Con las manos hundidas en los bolsillos de su bata blanca se quedó mirando el terreno de al lado a través de la alambrada.
—¡Nos comprometimos a unos trabajos de aúpa! —declaró—. Sin embargo, ¡nos hemos quedado sin el contrato de las comidas para colegios! ¡Las autoridades siempre imponen nuevas exigencias, una tras otra! Esta vez parece que debemos proporcionar más espacio vital. ¡Muy bien! Si eso es lo que quieren, ¡seguiremos construyendo cercas para siempre si es necesario! ¡Construiremos corrales y cercados y cerramientos! ¡Y nos aseguraremos de que nunca las volveremos a perder!
Mientras míster Hall hablaba, Tam, Richie y yo nos manteníamos tensos cerca de él. Yo no estaba seguro de si se dirigía a nosotros o sólo hacía observaciones generales. Era evidente que el contrato de las comidas para colegios significaba para él más de lo que nosotros suponíamos. Al cabo de unos momentos pensando en silencio, nos miró y volvió a comprobar la cerca.
—Creo que a continuación conectaréis la electriddad.
—Sí —dije—. La conectaremos mañana.
—Está bien. Cuanto antes, mejor.
Míster Hall echó otro vistazo a la cerca nueva, y a continuación regresó por donde había venido.
—Me alegraré mucho cuando volvamos a nuestro trabajo normal —dijo Tam.
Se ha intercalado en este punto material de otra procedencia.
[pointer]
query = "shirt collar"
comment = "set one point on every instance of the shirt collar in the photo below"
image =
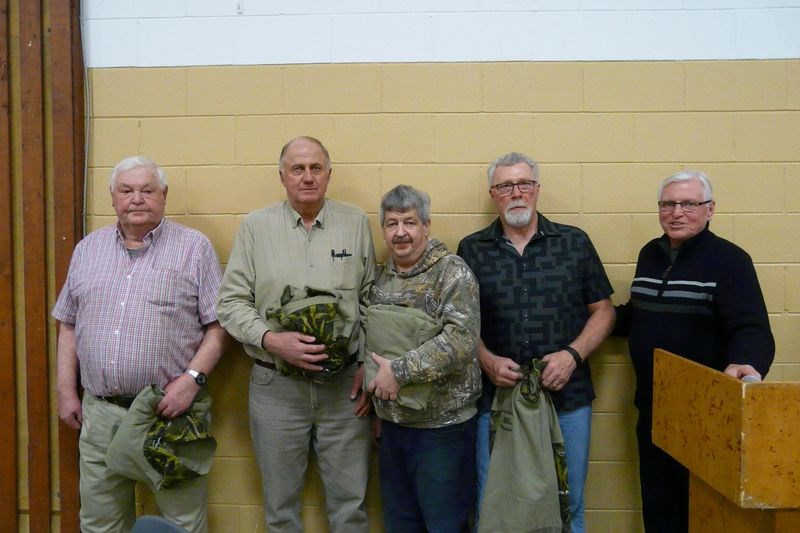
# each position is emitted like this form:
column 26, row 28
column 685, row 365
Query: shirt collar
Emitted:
column 297, row 220
column 494, row 232
column 149, row 238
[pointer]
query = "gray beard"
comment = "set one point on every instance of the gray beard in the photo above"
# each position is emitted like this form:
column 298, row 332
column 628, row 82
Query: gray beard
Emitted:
column 518, row 219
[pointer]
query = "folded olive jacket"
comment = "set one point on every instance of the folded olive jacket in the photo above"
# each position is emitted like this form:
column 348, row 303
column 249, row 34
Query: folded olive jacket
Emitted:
column 315, row 312
column 165, row 452
column 526, row 489
column 442, row 286
column 392, row 330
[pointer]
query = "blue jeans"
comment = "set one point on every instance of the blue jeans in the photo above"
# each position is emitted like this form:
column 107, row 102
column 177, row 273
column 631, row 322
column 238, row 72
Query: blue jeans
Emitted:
column 576, row 427
column 481, row 459
column 427, row 477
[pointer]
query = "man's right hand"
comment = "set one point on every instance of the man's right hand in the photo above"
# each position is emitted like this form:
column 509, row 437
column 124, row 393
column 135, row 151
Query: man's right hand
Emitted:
column 295, row 348
column 501, row 370
column 69, row 409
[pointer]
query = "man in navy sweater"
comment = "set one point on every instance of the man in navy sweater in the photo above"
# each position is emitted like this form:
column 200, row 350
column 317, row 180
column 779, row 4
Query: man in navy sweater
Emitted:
column 696, row 295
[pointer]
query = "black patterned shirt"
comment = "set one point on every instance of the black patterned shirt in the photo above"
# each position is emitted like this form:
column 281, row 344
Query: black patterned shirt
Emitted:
column 534, row 303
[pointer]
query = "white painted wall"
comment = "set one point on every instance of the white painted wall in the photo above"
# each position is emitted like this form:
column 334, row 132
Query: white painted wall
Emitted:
column 240, row 32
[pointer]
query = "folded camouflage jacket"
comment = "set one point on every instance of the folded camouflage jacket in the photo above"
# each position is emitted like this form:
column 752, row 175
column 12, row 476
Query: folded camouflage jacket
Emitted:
column 392, row 330
column 166, row 452
column 526, row 489
column 315, row 312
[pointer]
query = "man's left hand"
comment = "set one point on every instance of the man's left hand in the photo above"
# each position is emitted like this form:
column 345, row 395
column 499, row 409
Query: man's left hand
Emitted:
column 560, row 366
column 178, row 397
column 363, row 405
column 739, row 371
column 384, row 386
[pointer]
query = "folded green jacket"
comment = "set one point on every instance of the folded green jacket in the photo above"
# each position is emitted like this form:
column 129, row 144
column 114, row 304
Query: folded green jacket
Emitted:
column 164, row 451
column 393, row 330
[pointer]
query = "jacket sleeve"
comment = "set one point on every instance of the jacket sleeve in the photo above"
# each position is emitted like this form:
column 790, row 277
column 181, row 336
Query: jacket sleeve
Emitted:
column 741, row 308
column 451, row 350
column 236, row 305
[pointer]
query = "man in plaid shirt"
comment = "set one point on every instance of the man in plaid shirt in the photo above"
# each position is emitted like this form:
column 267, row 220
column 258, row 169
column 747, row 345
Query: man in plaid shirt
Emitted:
column 137, row 309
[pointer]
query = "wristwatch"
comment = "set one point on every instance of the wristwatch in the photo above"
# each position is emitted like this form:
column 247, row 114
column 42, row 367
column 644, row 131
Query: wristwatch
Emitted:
column 199, row 377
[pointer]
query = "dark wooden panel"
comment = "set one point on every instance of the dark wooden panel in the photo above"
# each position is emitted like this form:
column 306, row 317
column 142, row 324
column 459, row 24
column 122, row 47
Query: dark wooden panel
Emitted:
column 8, row 437
column 66, row 76
column 32, row 165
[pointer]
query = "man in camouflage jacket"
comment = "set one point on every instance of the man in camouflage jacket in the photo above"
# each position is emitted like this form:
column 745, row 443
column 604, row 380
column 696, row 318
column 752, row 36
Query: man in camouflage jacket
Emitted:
column 426, row 452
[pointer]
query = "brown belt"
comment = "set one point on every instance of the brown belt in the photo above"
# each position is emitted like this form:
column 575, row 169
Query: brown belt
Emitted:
column 266, row 364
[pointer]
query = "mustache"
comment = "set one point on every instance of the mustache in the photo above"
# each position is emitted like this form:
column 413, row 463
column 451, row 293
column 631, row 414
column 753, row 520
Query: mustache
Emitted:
column 516, row 203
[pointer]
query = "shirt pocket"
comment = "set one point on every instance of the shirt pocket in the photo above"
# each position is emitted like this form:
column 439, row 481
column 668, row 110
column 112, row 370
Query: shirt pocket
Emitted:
column 170, row 290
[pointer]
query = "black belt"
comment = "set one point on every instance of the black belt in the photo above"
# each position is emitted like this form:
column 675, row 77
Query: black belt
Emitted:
column 120, row 401
column 267, row 364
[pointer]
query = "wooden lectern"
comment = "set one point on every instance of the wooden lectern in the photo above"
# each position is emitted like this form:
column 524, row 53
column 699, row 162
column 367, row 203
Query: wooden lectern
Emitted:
column 740, row 442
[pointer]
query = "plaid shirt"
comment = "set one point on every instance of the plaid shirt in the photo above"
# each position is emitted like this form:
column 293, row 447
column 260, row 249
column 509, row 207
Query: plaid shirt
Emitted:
column 138, row 317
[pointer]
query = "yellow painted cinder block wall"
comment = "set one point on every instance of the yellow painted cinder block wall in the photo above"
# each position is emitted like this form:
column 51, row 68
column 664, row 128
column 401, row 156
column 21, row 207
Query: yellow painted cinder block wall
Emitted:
column 605, row 133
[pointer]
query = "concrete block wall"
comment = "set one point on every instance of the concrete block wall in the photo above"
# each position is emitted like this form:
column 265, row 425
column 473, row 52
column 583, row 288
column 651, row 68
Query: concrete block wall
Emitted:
column 606, row 133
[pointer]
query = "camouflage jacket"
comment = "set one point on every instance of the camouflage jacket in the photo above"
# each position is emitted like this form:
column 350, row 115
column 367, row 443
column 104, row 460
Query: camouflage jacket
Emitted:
column 444, row 287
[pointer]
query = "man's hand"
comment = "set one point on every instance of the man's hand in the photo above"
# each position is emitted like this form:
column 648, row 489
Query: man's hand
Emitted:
column 295, row 348
column 178, row 397
column 502, row 371
column 69, row 408
column 384, row 385
column 363, row 405
column 739, row 371
column 560, row 366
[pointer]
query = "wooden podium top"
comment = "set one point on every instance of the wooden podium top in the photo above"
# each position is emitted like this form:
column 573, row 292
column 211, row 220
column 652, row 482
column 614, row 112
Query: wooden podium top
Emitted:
column 743, row 439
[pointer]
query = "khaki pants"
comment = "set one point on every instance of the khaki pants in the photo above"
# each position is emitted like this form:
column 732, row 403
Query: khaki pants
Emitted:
column 290, row 416
column 108, row 498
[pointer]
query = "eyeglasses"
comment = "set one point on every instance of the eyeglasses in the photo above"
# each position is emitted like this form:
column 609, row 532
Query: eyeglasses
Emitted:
column 688, row 206
column 504, row 189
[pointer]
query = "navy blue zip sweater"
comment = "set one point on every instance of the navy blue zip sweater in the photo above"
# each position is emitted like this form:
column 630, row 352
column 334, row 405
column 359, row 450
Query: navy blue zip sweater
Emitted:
column 706, row 305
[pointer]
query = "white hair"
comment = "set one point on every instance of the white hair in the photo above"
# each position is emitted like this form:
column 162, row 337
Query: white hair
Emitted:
column 136, row 161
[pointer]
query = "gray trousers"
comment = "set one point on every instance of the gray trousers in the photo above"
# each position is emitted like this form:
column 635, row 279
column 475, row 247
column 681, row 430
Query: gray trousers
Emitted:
column 289, row 417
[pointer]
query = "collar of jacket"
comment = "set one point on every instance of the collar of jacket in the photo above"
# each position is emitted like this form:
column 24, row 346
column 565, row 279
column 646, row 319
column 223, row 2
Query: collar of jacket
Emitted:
column 691, row 243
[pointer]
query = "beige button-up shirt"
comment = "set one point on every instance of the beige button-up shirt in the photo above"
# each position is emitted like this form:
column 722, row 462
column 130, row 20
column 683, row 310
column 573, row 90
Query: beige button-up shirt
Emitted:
column 273, row 250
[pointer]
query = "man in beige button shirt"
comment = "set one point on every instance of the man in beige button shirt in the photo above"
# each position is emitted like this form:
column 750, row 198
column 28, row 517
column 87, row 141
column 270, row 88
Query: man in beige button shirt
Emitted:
column 302, row 394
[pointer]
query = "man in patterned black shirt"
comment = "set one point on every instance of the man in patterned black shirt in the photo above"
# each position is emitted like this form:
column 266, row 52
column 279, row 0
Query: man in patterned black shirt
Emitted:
column 544, row 294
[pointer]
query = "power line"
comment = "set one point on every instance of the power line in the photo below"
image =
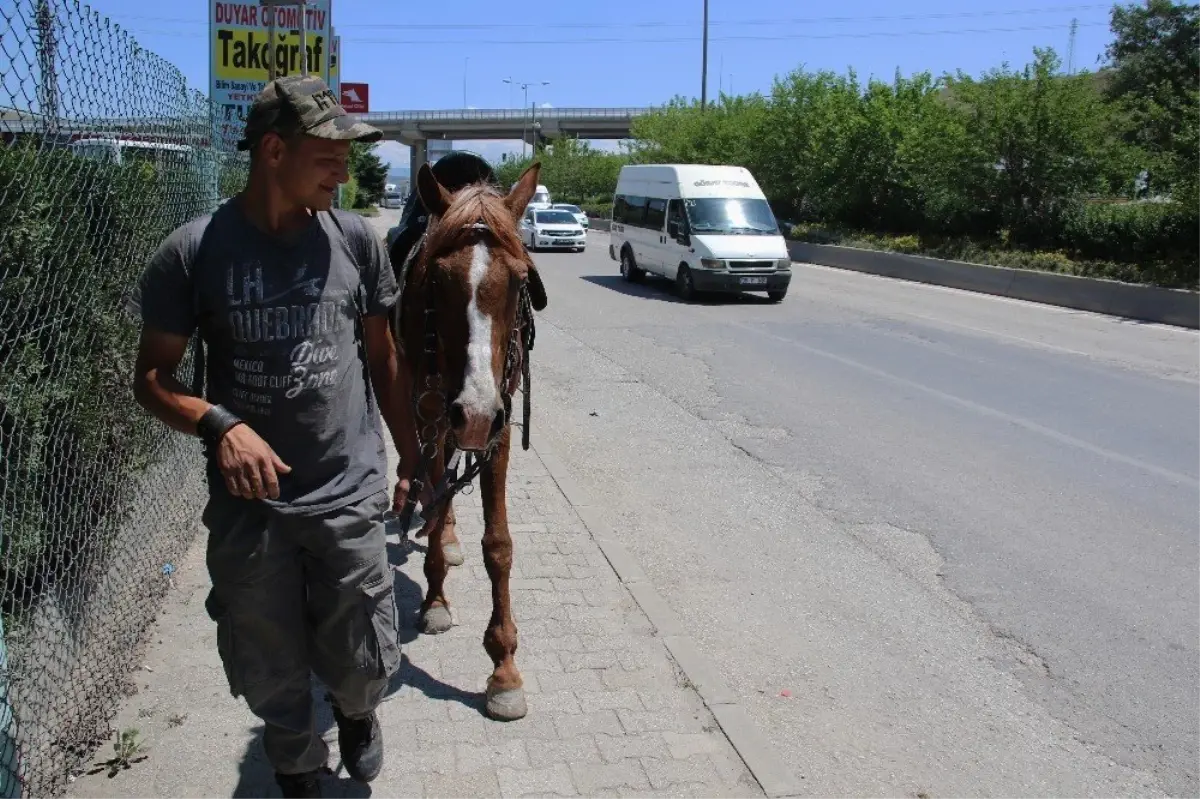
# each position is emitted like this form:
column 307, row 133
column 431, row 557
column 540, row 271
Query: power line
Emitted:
column 679, row 40
column 593, row 25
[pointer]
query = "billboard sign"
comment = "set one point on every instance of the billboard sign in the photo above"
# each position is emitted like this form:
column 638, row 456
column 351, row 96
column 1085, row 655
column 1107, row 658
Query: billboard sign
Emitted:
column 240, row 49
column 355, row 97
column 334, row 78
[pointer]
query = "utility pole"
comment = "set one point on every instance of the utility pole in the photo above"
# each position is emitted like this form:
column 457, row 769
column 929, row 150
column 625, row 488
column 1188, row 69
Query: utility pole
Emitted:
column 1071, row 47
column 703, row 67
column 47, row 64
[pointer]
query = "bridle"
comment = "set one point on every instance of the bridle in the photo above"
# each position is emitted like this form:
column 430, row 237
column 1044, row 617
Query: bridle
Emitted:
column 432, row 394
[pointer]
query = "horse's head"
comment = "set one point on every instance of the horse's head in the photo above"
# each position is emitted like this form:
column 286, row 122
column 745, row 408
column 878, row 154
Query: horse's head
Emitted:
column 474, row 275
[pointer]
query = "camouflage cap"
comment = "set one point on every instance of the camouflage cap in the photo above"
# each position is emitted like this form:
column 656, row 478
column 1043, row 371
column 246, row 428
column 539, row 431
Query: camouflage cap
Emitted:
column 303, row 104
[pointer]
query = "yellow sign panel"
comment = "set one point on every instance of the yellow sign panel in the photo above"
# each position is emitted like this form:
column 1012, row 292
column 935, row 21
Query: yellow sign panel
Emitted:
column 240, row 54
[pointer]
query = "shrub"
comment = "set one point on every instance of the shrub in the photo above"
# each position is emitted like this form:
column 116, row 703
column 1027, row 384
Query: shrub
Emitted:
column 75, row 234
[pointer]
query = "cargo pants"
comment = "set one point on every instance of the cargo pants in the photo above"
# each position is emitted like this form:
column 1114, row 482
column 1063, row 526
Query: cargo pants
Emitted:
column 294, row 595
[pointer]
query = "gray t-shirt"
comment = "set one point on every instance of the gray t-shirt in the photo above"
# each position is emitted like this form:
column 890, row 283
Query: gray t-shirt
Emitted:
column 279, row 319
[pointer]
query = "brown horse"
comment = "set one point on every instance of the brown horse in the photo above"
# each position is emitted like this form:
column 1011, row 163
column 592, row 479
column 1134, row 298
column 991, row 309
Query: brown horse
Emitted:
column 465, row 322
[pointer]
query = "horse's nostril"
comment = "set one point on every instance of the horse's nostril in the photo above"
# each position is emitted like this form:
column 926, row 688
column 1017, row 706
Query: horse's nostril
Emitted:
column 457, row 416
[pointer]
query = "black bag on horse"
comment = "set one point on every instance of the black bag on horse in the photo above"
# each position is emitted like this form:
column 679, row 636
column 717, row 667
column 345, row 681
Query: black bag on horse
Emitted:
column 454, row 170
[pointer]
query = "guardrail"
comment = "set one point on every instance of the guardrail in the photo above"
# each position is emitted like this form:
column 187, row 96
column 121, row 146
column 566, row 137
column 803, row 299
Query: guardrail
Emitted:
column 504, row 114
column 1113, row 298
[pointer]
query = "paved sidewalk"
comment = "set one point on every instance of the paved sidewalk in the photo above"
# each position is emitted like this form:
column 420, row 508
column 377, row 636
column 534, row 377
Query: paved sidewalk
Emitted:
column 610, row 713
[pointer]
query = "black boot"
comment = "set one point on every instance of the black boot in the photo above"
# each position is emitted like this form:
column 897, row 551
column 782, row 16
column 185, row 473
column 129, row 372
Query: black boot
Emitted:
column 300, row 786
column 360, row 742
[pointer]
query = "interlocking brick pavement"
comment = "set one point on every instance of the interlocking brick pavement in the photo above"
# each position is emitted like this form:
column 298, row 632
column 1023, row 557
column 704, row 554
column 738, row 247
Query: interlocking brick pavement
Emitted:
column 610, row 714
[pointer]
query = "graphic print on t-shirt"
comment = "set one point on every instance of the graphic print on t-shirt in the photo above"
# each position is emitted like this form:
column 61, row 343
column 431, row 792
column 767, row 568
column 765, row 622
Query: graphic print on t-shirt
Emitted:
column 287, row 331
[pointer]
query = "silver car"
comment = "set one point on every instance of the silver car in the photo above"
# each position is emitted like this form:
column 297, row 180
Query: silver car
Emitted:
column 574, row 210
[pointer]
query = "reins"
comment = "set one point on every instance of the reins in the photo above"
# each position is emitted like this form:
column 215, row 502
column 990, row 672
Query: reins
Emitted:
column 433, row 392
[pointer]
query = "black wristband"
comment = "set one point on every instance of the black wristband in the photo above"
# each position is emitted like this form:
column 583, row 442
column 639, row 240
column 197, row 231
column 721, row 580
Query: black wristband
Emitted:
column 215, row 424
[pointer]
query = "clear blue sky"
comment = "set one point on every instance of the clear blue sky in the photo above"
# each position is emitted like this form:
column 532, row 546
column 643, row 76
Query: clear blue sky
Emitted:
column 634, row 52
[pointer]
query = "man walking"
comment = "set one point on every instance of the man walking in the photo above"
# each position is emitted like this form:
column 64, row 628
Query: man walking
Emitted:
column 291, row 300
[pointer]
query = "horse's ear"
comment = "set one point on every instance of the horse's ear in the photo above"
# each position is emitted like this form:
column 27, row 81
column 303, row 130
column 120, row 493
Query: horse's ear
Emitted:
column 537, row 289
column 433, row 194
column 519, row 198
Yo no podía estar más de acuerdo, pero antes teníamos que terminar con ése, de modo que en cuanto se hubo ido John Hall hice que Tam y Richie reanudaran la instalación del alambre de espino de la parte superior de la cerca, lo que representó un esfuerzo tremendo. Trabajar con alambre de espino a una altura normal era difícil, pero hacerlo en la parte de arriba de una cerca de dos metros, donde además había cuatro alambres, lo era mucho más. Tuvimos todo tipo de enredos, y estaba oscuro antes de que por fin pusiéramos el último alambre. Agotados, volvimos arrastrando los pies hacia la fábrica mientras crecía la oscuridad, con la única perspectiva de un filete y una empanada de riñones. Cuando nos acercábamos a la caravana vimos que dentro había luz encendida.
—¡Hay que joderse! —exclamé—. ¿Y ahora, qué?
Abrimos la puerta y miramos dentro. Morag Paterson estaba sentada en el extremo de la cama de Tam.